Seeking and Avoiding Information in a Risky World Social Sciences and Humanities Research Council of Canada (SSHRC) Insight Research Grant (2017 - 2022)
Dr. Chun Wei Choo, University of Toronto (PI) [firstname.lastname@example.org]
We live in a risk society, where advances of knowledge open up new realms of human activity but also create new types of societal level risks in areas such as climate change or chemicals in food and agriculture. When people feel threatened by major hazards, but are uncertain about what an effective response would be, we expect them to seek information in order to decide how they would deal with the risks. In reality, human information behaviour in risk situations is more complicated. People vary widely in the level of interest and effort they bring to acquiring information about societal risks: some would actively search and process information, while others would shun relevant information. Therein lies an information asymmetry of the modern risk society. On the one hand, we are steadily acquiring knowledge about the causes and consequences of major hazards and are making that information available to the public. On the other hand, many in the general population do not seem to seek or engage with this information — to develop the balanced, well-informed understanding that is needed to make choices that would alter behaviors or commitments.
We see information seeking as a critical component of risk decision making. We suggest that the kind of information seeking people undertake would determine how stable or volatile their attitudes are about a risk, and how they would act or not act based on their perception of the risk. At the same time, research has found that information avoiding is a common response when people are in risky situations where information about the risk may increase their level of anxiety or distress. People seem to avoid risk-related information as a way of managing uncertainty and its stressful effects. For societal level risks that require both individual and collective action by a knowledgeable, committed public, whether and how people seek risk information becomes pressing questions. A fuller understanding of risk information behaviour is a necessary step towards fostering well-informed public understanding and engagement with the risks posed by major hazards, and it would also enable policy makers to tailor messages and design channels that would better support risk information seeking by the public.

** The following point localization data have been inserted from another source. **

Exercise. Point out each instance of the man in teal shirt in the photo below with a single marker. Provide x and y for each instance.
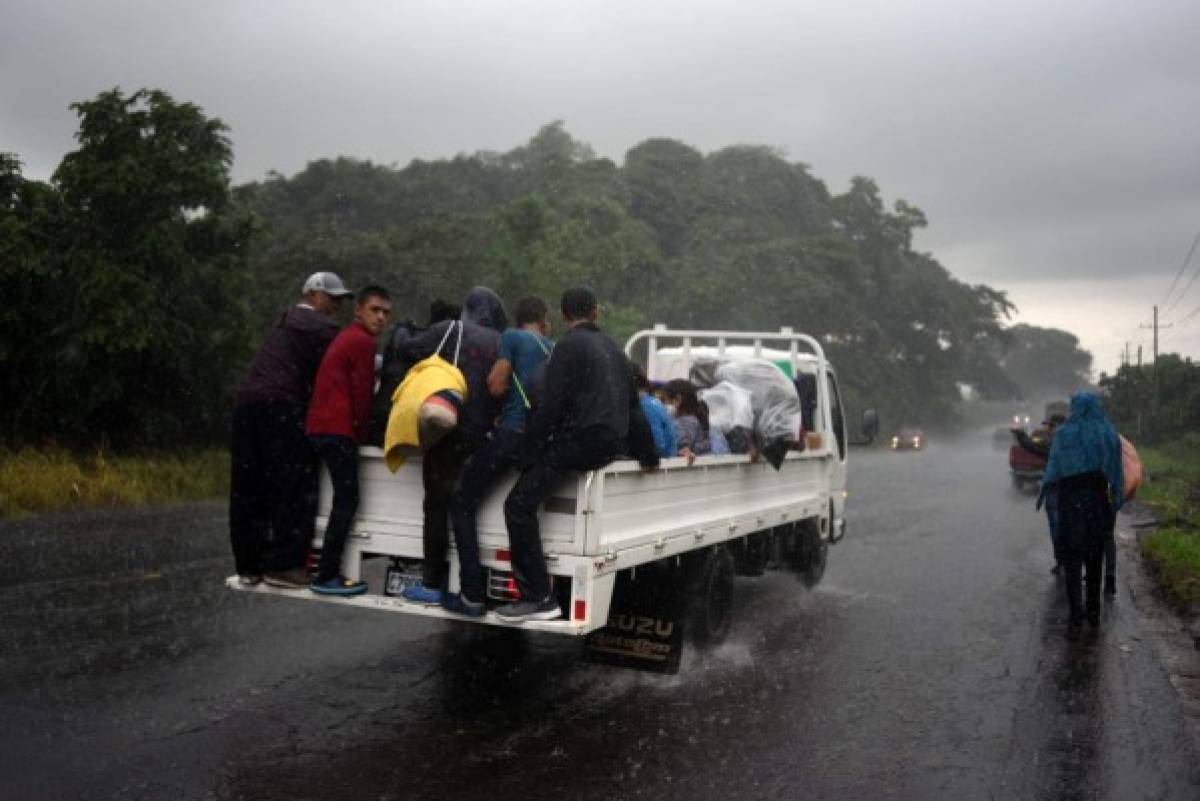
(522, 353)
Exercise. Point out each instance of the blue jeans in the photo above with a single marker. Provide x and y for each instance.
(341, 456)
(587, 450)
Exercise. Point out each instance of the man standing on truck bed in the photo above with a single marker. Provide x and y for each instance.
(474, 348)
(523, 351)
(274, 473)
(588, 415)
(339, 421)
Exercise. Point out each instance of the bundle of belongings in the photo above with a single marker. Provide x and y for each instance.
(751, 398)
(425, 407)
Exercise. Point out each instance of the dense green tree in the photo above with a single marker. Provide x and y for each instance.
(1155, 403)
(739, 239)
(143, 263)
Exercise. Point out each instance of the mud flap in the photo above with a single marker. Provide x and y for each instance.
(645, 627)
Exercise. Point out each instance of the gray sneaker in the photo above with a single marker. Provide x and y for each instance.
(293, 578)
(545, 609)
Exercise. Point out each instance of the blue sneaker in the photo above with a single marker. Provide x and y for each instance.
(545, 609)
(423, 595)
(339, 585)
(461, 604)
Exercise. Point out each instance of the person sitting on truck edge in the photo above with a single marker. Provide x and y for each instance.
(657, 415)
(588, 415)
(274, 470)
(477, 347)
(690, 419)
(339, 421)
(522, 354)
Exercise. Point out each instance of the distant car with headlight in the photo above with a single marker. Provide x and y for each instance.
(909, 439)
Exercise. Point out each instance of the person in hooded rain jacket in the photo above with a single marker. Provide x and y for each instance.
(477, 347)
(1085, 468)
(273, 489)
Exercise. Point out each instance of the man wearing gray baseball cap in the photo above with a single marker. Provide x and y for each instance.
(273, 492)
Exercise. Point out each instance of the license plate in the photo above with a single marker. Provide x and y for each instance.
(401, 578)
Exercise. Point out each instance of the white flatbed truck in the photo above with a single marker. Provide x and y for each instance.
(665, 543)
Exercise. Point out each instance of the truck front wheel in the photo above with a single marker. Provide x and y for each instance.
(711, 597)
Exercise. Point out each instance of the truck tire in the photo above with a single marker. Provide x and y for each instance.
(711, 597)
(811, 554)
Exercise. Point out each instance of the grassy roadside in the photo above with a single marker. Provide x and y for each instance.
(34, 481)
(1173, 489)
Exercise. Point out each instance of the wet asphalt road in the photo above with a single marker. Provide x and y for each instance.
(929, 664)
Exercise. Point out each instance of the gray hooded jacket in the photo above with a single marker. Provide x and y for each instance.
(483, 320)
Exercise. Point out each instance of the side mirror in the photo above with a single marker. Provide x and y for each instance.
(870, 425)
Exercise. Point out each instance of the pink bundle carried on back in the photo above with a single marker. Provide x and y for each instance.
(1131, 469)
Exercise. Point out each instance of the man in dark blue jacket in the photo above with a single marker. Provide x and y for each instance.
(273, 491)
(588, 415)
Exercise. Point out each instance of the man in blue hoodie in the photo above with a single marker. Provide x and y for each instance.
(522, 355)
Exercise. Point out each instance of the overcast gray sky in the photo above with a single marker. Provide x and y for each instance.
(1053, 145)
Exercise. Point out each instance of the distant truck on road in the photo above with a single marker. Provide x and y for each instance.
(636, 556)
(1026, 467)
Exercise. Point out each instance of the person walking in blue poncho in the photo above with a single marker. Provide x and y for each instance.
(1085, 468)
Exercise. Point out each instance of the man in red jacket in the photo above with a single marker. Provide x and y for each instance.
(339, 420)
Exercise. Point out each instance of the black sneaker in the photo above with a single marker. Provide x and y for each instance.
(293, 578)
(545, 609)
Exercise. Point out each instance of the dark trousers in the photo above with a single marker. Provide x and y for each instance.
(1075, 562)
(341, 457)
(441, 467)
(587, 450)
(493, 458)
(1110, 550)
(1085, 517)
(1051, 500)
(273, 487)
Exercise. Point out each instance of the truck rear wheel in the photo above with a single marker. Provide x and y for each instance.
(811, 554)
(711, 597)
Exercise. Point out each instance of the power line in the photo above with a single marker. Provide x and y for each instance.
(1183, 266)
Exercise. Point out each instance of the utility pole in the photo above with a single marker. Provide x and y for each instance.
(1155, 362)
(1156, 327)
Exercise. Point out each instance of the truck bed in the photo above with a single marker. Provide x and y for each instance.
(593, 527)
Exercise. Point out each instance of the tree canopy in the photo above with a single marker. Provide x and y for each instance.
(127, 273)
(741, 238)
(139, 281)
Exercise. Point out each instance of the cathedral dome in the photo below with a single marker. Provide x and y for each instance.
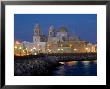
(62, 29)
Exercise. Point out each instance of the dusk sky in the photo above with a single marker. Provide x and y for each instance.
(83, 25)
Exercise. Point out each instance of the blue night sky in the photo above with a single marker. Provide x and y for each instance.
(83, 25)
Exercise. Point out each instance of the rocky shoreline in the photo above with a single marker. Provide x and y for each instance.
(34, 67)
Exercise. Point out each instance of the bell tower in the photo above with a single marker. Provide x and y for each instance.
(36, 36)
(51, 31)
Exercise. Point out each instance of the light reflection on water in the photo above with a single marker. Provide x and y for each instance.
(76, 68)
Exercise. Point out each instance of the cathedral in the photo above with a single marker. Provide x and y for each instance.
(57, 41)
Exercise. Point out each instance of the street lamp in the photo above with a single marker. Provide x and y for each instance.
(15, 49)
(34, 49)
(75, 49)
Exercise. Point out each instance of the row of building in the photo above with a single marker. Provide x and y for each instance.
(57, 41)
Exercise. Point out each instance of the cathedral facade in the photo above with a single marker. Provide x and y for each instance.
(57, 41)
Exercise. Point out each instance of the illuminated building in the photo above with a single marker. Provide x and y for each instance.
(57, 41)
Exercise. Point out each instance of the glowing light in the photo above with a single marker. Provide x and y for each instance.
(23, 51)
(20, 48)
(15, 47)
(34, 48)
(61, 49)
(31, 49)
(35, 53)
(86, 48)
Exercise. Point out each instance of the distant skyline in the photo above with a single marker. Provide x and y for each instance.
(83, 25)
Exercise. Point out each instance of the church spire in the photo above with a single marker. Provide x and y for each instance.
(37, 30)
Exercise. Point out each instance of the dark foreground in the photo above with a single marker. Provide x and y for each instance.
(50, 66)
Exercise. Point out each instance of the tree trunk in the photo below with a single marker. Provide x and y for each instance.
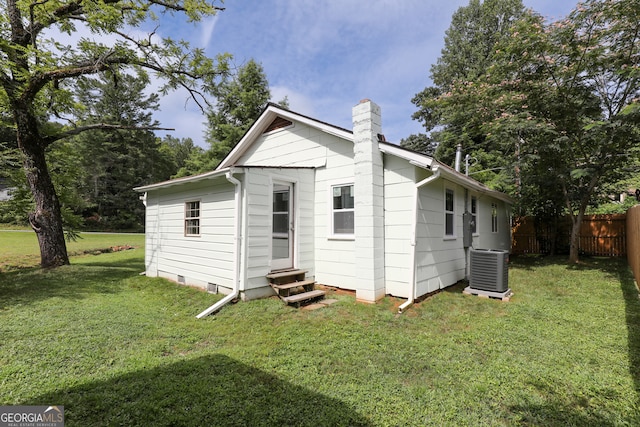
(46, 220)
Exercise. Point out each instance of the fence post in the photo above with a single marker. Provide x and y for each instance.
(633, 240)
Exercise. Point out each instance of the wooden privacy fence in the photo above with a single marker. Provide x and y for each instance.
(633, 240)
(600, 235)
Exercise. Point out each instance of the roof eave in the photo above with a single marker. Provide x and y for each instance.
(179, 181)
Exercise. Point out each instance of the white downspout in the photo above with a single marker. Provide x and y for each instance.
(236, 251)
(414, 239)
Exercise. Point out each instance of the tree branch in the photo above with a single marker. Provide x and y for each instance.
(99, 126)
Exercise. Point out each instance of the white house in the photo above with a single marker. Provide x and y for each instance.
(346, 207)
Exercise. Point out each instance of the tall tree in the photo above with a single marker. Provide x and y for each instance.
(116, 160)
(35, 74)
(566, 98)
(467, 54)
(240, 99)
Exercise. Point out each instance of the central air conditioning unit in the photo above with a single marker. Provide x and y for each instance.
(489, 270)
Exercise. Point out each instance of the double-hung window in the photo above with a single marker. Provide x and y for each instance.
(192, 218)
(449, 213)
(474, 215)
(342, 210)
(494, 218)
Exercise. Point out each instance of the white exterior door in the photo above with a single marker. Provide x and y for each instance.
(282, 229)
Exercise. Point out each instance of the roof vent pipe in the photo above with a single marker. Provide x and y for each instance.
(458, 157)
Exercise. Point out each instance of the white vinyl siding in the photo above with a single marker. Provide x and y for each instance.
(258, 242)
(440, 262)
(169, 253)
(399, 189)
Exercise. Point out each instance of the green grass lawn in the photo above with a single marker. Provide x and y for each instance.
(117, 348)
(19, 248)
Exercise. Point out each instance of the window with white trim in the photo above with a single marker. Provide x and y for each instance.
(449, 212)
(474, 215)
(192, 218)
(494, 218)
(342, 209)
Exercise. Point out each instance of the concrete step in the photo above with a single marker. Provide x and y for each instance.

The objective of this research is to investigate the cognitive, affective, and social precursors that would explain if and how people seek information about societal level risks posed by climate change and food safety. A unique aspect of the study is its focus on information avoidance — why do people choose to avoid information about risks that could bring severe and widespread harm to society? The study will investigate how information seeking and avoiding is influenced by a range of factors such as the cognitive perception of and affective responses to the risk, social trust in the organizations that manage and regulate the risk, social norms about being informed about the risk, and anticipated affective responses of risk information seeking. We expect these variables to have a significant influence on people's intention to seek or avoid risk information.
The research will deepen our understanding of risk information seeking behaviour in an era where an abundance of information competes for public attention, and where people have growing control over the information they choose to attend to. The research will identify practical implications for designing information strategies that can increase public understanding of and engagement with major societal risks. These implications will be of particular value to managers and professionals whose work involves communicating or providing risk information.